Ne Il Processo la sottomissione di Josef K., protagonista di un'assurda e terribile odissea giudiziaria che lo vede arrestato, processato e condannato senza mai avere contezza del proprio capo d'accusa, non avviene «con mezzi violenti, ma semplicemente con il crescente senso di colpa che l'accusa vuota ed immotivata riesce a destare nell'imputato [...] Al funzionamento della diabolica macchina burocratica in cui l'innocente si trova preso si accompagna, quindi, una evoluzione interiore provocata dal senso di colpa. Dal suo progredire il protagonista viene "educato", modificato e formato tanto da venir adattato al ruolo che si è escogitato per lui e che lo rende semplice compartecipe del gioco universale della necessità, dell'ingiustizia e della menzogna.

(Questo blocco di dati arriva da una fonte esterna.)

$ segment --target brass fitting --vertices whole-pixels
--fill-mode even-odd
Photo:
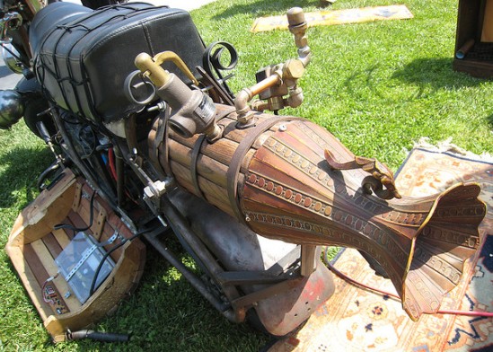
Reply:
[[[310,64],[312,50],[308,46],[308,38],[306,37],[308,23],[304,13],[301,7],[293,7],[287,11],[286,15],[289,31],[295,36],[295,43],[298,48],[298,58],[306,67]]]
[[[190,89],[176,75],[163,69],[161,64],[167,60],[173,61],[189,77],[191,76],[192,82],[197,83],[183,61],[170,51],[154,57],[141,53],[136,57],[135,65],[157,87],[157,95],[172,107],[173,114],[168,121],[170,128],[186,138],[205,133],[210,141],[216,140],[223,130],[216,122],[214,101],[203,92]]]

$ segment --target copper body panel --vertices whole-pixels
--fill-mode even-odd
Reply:
[[[164,144],[158,149],[163,169],[180,186],[260,235],[365,251],[385,269],[413,320],[437,312],[480,245],[486,206],[477,184],[384,200],[362,189],[368,172],[330,167],[326,150],[341,162],[355,155],[318,125],[257,113],[254,127],[238,129],[236,114],[224,113],[230,107],[216,108],[226,115],[218,122],[223,138],[209,144],[170,132],[168,152]]]

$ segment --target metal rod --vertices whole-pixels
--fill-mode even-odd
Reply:
[[[195,274],[190,272],[185,265],[179,260],[176,256],[157,238],[156,234],[145,233],[145,239],[156,249],[159,253],[164,257],[183,277],[204,296],[217,311],[221,312],[229,321],[239,322],[236,321],[236,315],[233,311],[228,307],[224,302],[213,295],[206,284],[204,284]]]

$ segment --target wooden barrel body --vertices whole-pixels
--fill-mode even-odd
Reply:
[[[330,167],[325,150],[339,161],[355,155],[318,125],[257,113],[255,126],[240,129],[229,111],[217,105],[224,128],[218,141],[170,131],[157,153],[151,152],[181,187],[257,233],[365,251],[388,273],[411,318],[438,310],[479,246],[477,227],[486,208],[477,198],[478,185],[383,200],[362,189],[366,172]]]

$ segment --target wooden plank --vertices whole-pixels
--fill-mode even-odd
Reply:
[[[42,241],[36,241],[31,243],[34,252],[38,256],[40,265],[47,270],[47,272],[51,276],[55,277],[58,272],[58,267],[55,263],[54,259],[50,256],[49,251],[44,245]],[[58,293],[63,293],[64,295],[67,292],[71,292],[67,282],[63,277],[63,275],[60,273],[57,278],[51,281]],[[44,282],[43,282],[44,284]],[[68,310],[70,312],[75,312],[81,307],[81,304],[75,295],[71,295],[68,298],[63,298],[60,295],[60,300],[63,300]]]

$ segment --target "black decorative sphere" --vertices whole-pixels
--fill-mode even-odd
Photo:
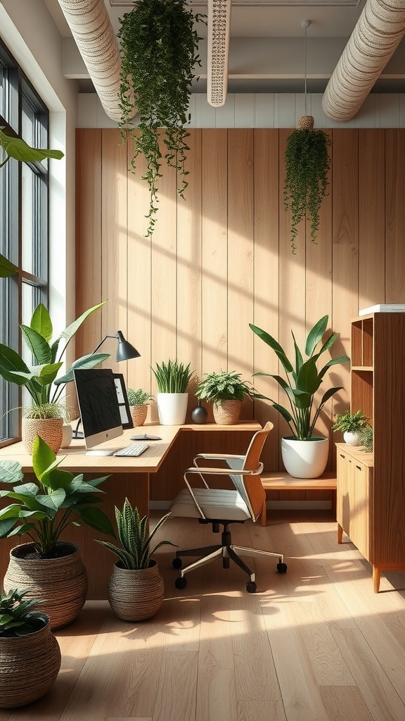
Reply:
[[[191,412],[191,420],[193,423],[206,423],[208,417],[208,414],[205,408],[203,408],[202,405],[200,405],[200,403],[197,406],[197,408],[195,408],[194,410],[192,410]]]

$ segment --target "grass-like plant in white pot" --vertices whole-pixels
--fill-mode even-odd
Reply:
[[[317,478],[326,468],[329,438],[317,436],[315,426],[325,403],[341,390],[342,386],[329,388],[317,406],[315,404],[314,397],[329,368],[350,360],[347,355],[330,358],[318,370],[317,363],[321,355],[330,350],[339,337],[338,333],[331,333],[323,341],[328,319],[327,315],[324,316],[311,329],[306,337],[303,353],[298,348],[294,333],[291,331],[294,342],[294,362],[288,359],[285,351],[275,338],[257,326],[249,324],[253,332],[275,352],[285,373],[285,379],[269,373],[257,373],[255,375],[274,378],[285,393],[289,408],[262,394],[255,392],[254,395],[256,398],[271,401],[273,408],[288,423],[292,435],[282,438],[282,462],[290,475],[297,478]],[[316,350],[321,342],[322,345]],[[304,355],[306,356],[305,360]]]
[[[25,706],[50,689],[61,668],[61,649],[39,598],[12,588],[0,594],[0,708]]]
[[[156,363],[152,371],[156,379],[156,400],[161,425],[182,425],[186,420],[188,403],[187,386],[193,371],[174,358]]]
[[[149,532],[148,518],[141,518],[125,498],[123,510],[115,507],[115,519],[120,547],[108,541],[99,541],[116,556],[108,585],[108,600],[114,613],[124,621],[144,621],[154,616],[164,597],[164,583],[156,562],[151,557],[161,546],[173,546],[160,541],[152,548],[153,536],[170,514],[158,521]]]
[[[241,373],[223,369],[218,373],[206,373],[195,392],[200,400],[213,404],[215,423],[224,425],[238,423],[242,401],[252,393],[252,384],[242,381]]]
[[[343,413],[336,414],[333,430],[342,431],[343,440],[348,446],[360,446],[362,428],[368,425],[368,417],[364,415],[362,410],[351,413],[347,410]]]
[[[141,388],[128,388],[127,397],[134,428],[143,425],[148,415],[148,406],[153,397]]]

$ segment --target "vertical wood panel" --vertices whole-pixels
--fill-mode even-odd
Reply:
[[[405,298],[405,133],[386,130],[386,301]]]
[[[202,373],[228,361],[228,199],[226,130],[202,135]]]
[[[326,131],[331,136],[331,131]],[[331,156],[331,149],[329,148]],[[329,185],[327,187],[327,195],[324,198],[319,211],[319,230],[317,234],[316,243],[311,240],[310,226],[308,221],[306,222],[306,332],[308,332],[314,324],[322,316],[329,317],[329,324],[332,314],[332,258],[331,246],[328,239],[331,234],[331,172],[329,172]],[[330,327],[330,325],[329,325]],[[329,354],[323,355],[319,361],[319,368],[322,368],[329,360]],[[329,373],[321,384],[318,392],[315,394],[315,404],[317,405],[322,398],[326,389],[331,385]],[[321,435],[326,435],[331,441],[331,425],[332,422],[332,400],[329,400],[324,407],[321,416],[316,423],[316,432]],[[332,464],[334,446],[329,446],[329,459],[328,468]]]
[[[359,309],[386,298],[385,132],[359,131]]]
[[[228,370],[252,381],[254,257],[253,131],[228,133]],[[251,418],[244,401],[241,417]]]
[[[102,309],[102,337],[127,327],[127,149],[118,130],[104,130],[101,262],[102,294],[108,303]],[[111,353],[107,365],[115,373],[125,371],[115,361],[116,341],[107,339],[101,350]]]
[[[358,311],[358,131],[333,131],[331,327],[340,333],[336,355],[350,355],[350,319]],[[332,369],[333,370],[333,369]],[[339,366],[329,378],[346,390],[334,398],[334,407],[350,401],[350,363]]]
[[[127,167],[134,151],[133,141],[127,144]],[[149,191],[142,180],[146,170],[145,159],[138,156],[135,172],[128,171],[128,262],[127,269],[128,305],[128,340],[141,353],[141,358],[128,362],[128,387],[151,392],[151,245],[146,236],[149,209]],[[150,410],[148,411],[150,415]]]
[[[164,156],[165,146],[161,141],[161,151]],[[162,162],[159,180],[159,210],[156,224],[151,239],[151,361],[165,363],[177,357],[177,187],[176,172]],[[184,360],[184,358],[179,358]],[[157,391],[154,377],[153,392]],[[157,419],[156,407],[154,417]]]
[[[76,142],[76,315],[79,317],[105,300],[101,273],[102,131],[77,130]],[[102,339],[102,314],[94,313],[76,335],[76,357],[91,353]]]
[[[177,355],[201,375],[201,130],[187,140],[189,185],[177,200]],[[195,407],[195,381],[190,386],[189,415]]]
[[[252,322],[278,337],[278,131],[254,131],[254,308]],[[254,373],[277,372],[275,354],[254,336]],[[278,384],[271,378],[253,379],[259,393],[278,399]],[[269,470],[278,469],[280,414],[269,401],[254,402],[254,417],[262,425],[271,420],[274,429],[264,449]]]

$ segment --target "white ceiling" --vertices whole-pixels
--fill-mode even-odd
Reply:
[[[309,19],[308,35],[308,92],[323,92],[366,0],[233,0],[229,50],[228,92],[303,92],[305,30],[301,21]],[[79,79],[84,92],[92,84],[81,63],[58,0],[44,0],[64,40],[64,68],[67,77]],[[129,12],[132,0],[104,0],[112,26],[117,32],[119,18]],[[189,0],[197,12],[204,12],[206,0]],[[198,25],[204,38],[206,27]],[[202,67],[193,92],[206,89],[206,42],[201,41]],[[401,42],[373,90],[405,92],[405,43]]]

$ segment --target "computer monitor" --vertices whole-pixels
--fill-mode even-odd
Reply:
[[[123,433],[114,375],[110,368],[74,370],[86,448]]]

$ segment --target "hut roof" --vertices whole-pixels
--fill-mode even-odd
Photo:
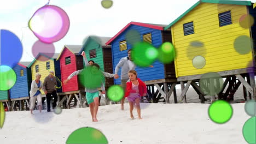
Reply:
[[[177,18],[175,20],[170,23],[167,27],[165,27],[165,30],[170,28],[172,25],[175,24],[179,20],[182,19],[185,15],[191,11],[194,8],[196,7],[198,5],[202,3],[219,3],[219,4],[236,4],[236,5],[251,5],[252,3],[250,1],[232,1],[232,0],[200,0],[196,2],[195,4],[192,5],[191,8],[185,11],[180,16]]]

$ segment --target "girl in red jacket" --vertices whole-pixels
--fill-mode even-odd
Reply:
[[[125,97],[129,101],[131,118],[134,119],[132,110],[133,110],[134,103],[135,103],[138,118],[142,119],[141,116],[139,101],[141,97],[147,95],[147,87],[141,79],[137,78],[137,72],[135,70],[130,70],[128,75],[130,80],[126,83]]]

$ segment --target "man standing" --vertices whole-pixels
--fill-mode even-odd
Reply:
[[[128,56],[123,57],[120,59],[119,62],[115,67],[115,79],[118,79],[119,76],[118,75],[119,69],[121,68],[121,87],[125,92],[126,89],[126,82],[129,79],[128,76],[128,71],[132,69],[135,69],[136,65],[132,62],[131,57],[131,49],[128,50]],[[124,103],[125,97],[124,96],[121,100],[121,110],[124,110]]]
[[[54,72],[53,71],[50,71],[49,75],[44,79],[43,85],[47,100],[47,112],[51,111],[51,95],[54,97],[53,109],[55,108],[58,99],[55,88],[55,86],[57,86],[57,80],[54,75]]]

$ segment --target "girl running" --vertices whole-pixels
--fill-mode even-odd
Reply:
[[[141,79],[137,77],[137,72],[135,70],[130,70],[128,72],[128,75],[129,80],[126,83],[126,90],[125,95],[129,101],[131,118],[134,119],[132,110],[135,103],[138,118],[142,119],[141,116],[139,101],[141,97],[147,95],[147,86]]]
[[[91,74],[97,74],[100,70],[100,66],[97,63],[94,63],[90,67],[92,67],[91,69]],[[71,75],[70,75],[67,80],[70,80],[72,77],[75,75],[80,74],[83,73],[83,70],[80,70],[75,71]],[[101,73],[101,72],[100,72]],[[66,85],[67,82],[64,82]],[[103,82],[101,83],[101,89],[102,90],[102,94],[105,94],[105,87]],[[98,91],[97,88],[90,88],[85,87],[85,92],[86,92],[86,98],[87,102],[89,105],[90,111],[91,112],[91,118],[92,118],[92,122],[98,122],[97,119],[97,113],[98,112]]]

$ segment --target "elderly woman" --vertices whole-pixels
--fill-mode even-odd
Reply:
[[[42,111],[42,95],[40,90],[43,86],[43,83],[40,81],[41,74],[39,73],[36,74],[36,80],[33,80],[31,83],[31,88],[30,92],[30,110],[31,114],[33,114],[33,109],[34,108],[36,99],[37,100],[40,112]]]

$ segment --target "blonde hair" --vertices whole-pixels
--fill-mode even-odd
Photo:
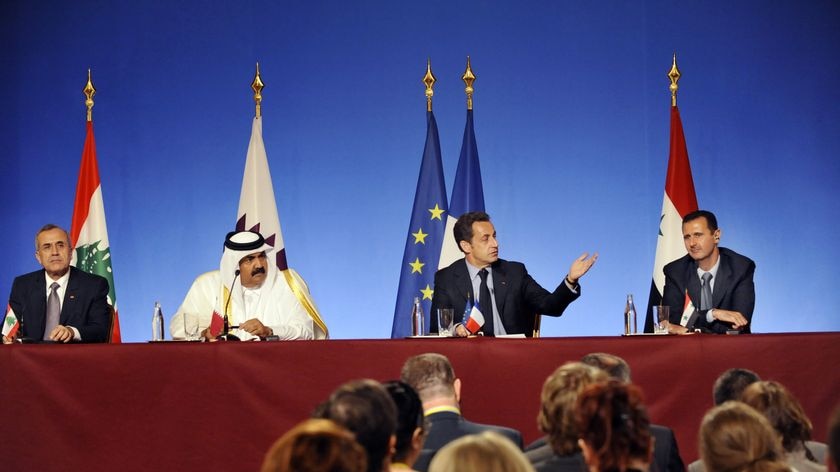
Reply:
[[[331,420],[309,419],[271,446],[262,472],[365,472],[367,453],[353,433]]]
[[[767,418],[749,405],[727,401],[706,413],[700,425],[700,457],[706,470],[790,471],[782,441]]]
[[[509,439],[485,431],[444,446],[429,464],[429,472],[534,472],[534,467]]]

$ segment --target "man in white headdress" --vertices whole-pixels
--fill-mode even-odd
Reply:
[[[268,255],[274,248],[251,231],[228,233],[220,269],[198,276],[169,324],[173,339],[186,334],[185,316],[198,319],[204,339],[225,329],[239,339],[277,336],[314,339],[312,318]]]

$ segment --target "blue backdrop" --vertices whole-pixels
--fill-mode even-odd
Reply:
[[[263,80],[290,266],[335,338],[391,328],[426,131],[431,57],[451,191],[472,57],[475,129],[501,256],[546,287],[601,254],[544,335],[613,335],[643,310],[668,158],[666,73],[697,196],[752,257],[755,332],[840,329],[836,1],[6,2],[0,15],[0,294],[69,228],[93,69],[123,340],[150,336],[233,227]],[[406,306],[406,316],[410,306]]]

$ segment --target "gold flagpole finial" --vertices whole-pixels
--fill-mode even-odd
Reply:
[[[674,53],[674,62],[671,64],[671,70],[668,71],[668,78],[671,80],[671,85],[668,90],[671,91],[671,106],[677,106],[677,82],[680,81],[680,70],[677,69],[677,53]]]
[[[96,89],[93,88],[93,82],[90,81],[90,69],[88,69],[88,83],[85,84],[85,88],[82,92],[85,94],[85,106],[88,109],[88,121],[93,121],[93,94],[96,93]]]
[[[426,75],[423,76],[423,83],[426,85],[426,111],[432,111],[432,96],[435,91],[432,88],[435,86],[437,79],[432,74],[432,58],[426,60]]]
[[[265,87],[260,78],[260,63],[257,63],[257,73],[254,75],[254,81],[251,82],[251,90],[254,91],[254,101],[257,103],[257,118],[262,116],[262,89]]]
[[[466,85],[464,92],[467,94],[467,110],[472,110],[472,94],[475,91],[475,89],[472,88],[472,84],[475,82],[475,74],[472,73],[472,66],[470,66],[470,56],[467,56],[467,70],[464,71],[464,75],[461,76],[461,80],[463,80]]]

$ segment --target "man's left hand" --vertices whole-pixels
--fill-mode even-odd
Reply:
[[[262,322],[256,318],[251,318],[250,320],[241,323],[239,325],[239,329],[245,330],[254,336],[266,337],[271,336],[271,328],[267,327],[266,325],[262,324]]]
[[[572,284],[576,284],[578,279],[583,277],[583,274],[587,273],[589,269],[595,265],[595,261],[598,260],[598,253],[592,254],[592,257],[589,257],[588,252],[584,252],[580,255],[577,259],[572,262],[572,266],[569,267],[569,282]]]

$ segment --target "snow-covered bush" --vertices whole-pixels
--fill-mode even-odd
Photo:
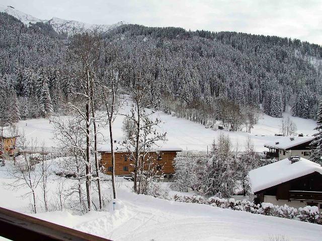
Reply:
[[[215,207],[226,208],[227,200],[219,197],[211,197],[208,199],[208,204]]]
[[[146,192],[147,195],[165,199],[168,198],[169,194],[169,191],[163,188],[158,183],[149,183],[146,189]]]
[[[306,206],[298,209],[297,217],[301,221],[313,223],[321,223],[322,216],[319,213],[318,208],[316,206]]]
[[[292,219],[296,216],[297,209],[293,207],[290,207],[286,204],[283,206],[276,206],[276,214],[278,216],[285,217]]]
[[[322,224],[322,213],[319,213],[318,208],[316,206],[307,206],[305,207],[299,208],[298,210],[296,208],[290,207],[286,204],[280,206],[266,202],[263,202],[261,204],[255,204],[250,201],[235,200],[234,198],[227,200],[217,196],[206,199],[201,196],[175,195],[173,198],[177,202],[206,204],[221,208],[229,208],[288,219],[298,218],[301,221]]]

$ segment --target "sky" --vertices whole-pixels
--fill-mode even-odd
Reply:
[[[40,19],[231,31],[322,45],[322,0],[0,0]]]

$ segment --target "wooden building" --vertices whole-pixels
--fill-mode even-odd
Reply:
[[[314,137],[281,137],[264,145],[268,148],[266,156],[279,161],[292,156],[309,159],[311,150],[310,144]]]
[[[260,202],[322,209],[322,167],[317,163],[291,157],[253,170],[249,176]]]
[[[148,168],[147,165],[151,164],[160,173],[163,172],[164,177],[171,178],[175,173],[173,161],[178,152],[182,151],[181,148],[164,148],[160,151],[149,152],[146,156],[144,162],[145,166],[143,170]],[[101,165],[104,167],[104,172],[107,174],[111,174],[112,171],[112,157],[110,149],[100,148]],[[118,149],[114,152],[115,158],[116,175],[130,176],[134,171],[132,165],[133,161],[130,152],[122,149]]]
[[[16,151],[16,142],[17,136],[12,136],[0,132],[0,158],[5,156],[13,156]]]

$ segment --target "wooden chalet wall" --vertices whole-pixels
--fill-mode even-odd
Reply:
[[[104,173],[110,174],[109,170],[112,167],[112,158],[110,152],[102,152],[101,153],[101,164],[104,167]],[[153,166],[159,165],[162,167],[164,174],[173,174],[175,173],[173,166],[173,160],[177,155],[176,151],[160,151],[158,155],[160,156],[161,160],[157,160],[158,154],[155,152],[149,153],[153,162]],[[115,152],[115,175],[129,175],[133,172],[133,168],[130,165],[133,164],[133,161],[130,160],[129,153],[126,152]],[[127,170],[125,171],[124,167],[126,167]],[[125,168],[126,169],[126,167]]]
[[[322,192],[322,175],[318,172],[313,172],[267,189],[260,191],[255,194],[258,196],[261,202],[264,201],[264,195],[275,196],[277,200],[280,199],[292,200],[294,197],[290,195],[292,191],[308,192]],[[315,199],[313,199],[310,201],[313,200]],[[317,200],[316,199],[316,200]],[[303,201],[305,201],[305,200],[303,200]]]
[[[0,137],[0,146],[3,148],[5,151],[5,153],[7,155],[13,155],[14,154],[15,149],[16,146],[16,137]],[[2,157],[2,150],[0,150],[0,157]]]

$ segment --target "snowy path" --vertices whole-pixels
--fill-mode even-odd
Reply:
[[[293,241],[317,241],[322,233],[322,225],[299,221],[169,201],[123,191],[119,196],[124,204],[119,210],[73,227],[115,241],[258,241],[275,235]]]

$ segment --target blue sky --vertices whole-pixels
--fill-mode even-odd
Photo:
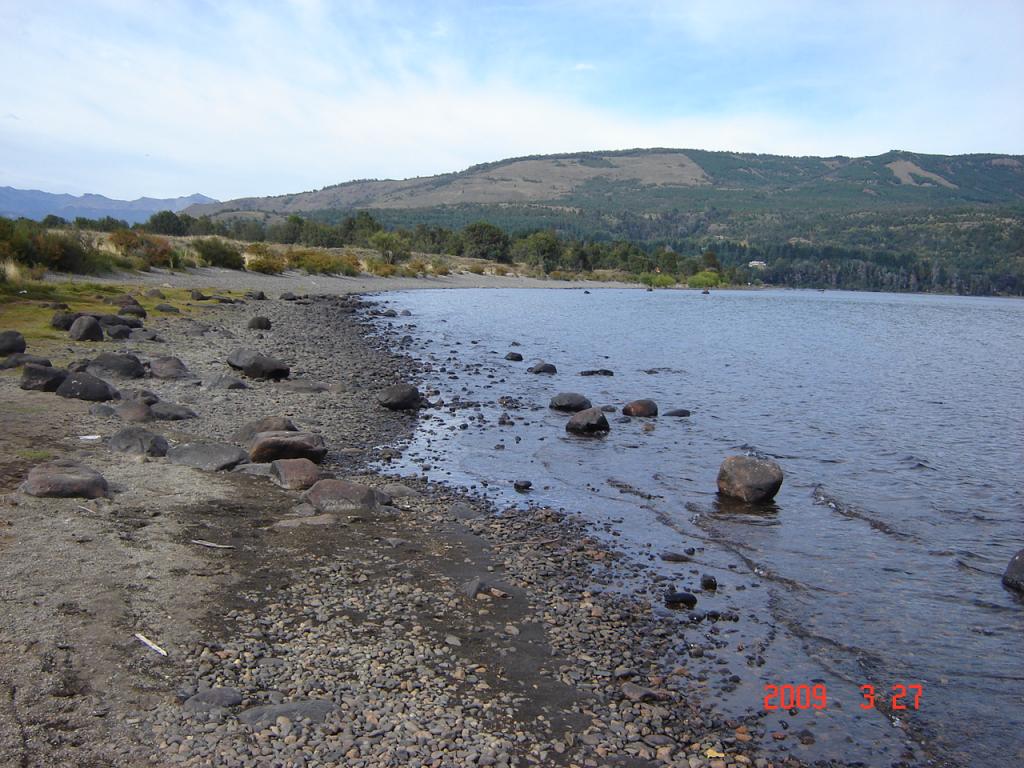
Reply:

Questo è il modo in cui il protagonista si adatta alla sua situazione, e questi due processi concomitanti, l'evoluzione interiore e il funzionamento della macchina, s'incontrano infine nella scena conclusiva, quando K. si lascia portar via e poi giustiziare, senza la minima protesta o resistenza. Viene ucciso perché è "necessario", e si sottomette per questa necessità e per il turbamento dovuto al suo senso di colpa. E la sola speranza che balena alla fine del romanzo resta: "Era come se la vergogna dovesse sopravvivergli". La vergogna, cioè, che tale sia l'ordine del mondo e che lui, Josef K., ne sia, anche se vittima, un docile membro».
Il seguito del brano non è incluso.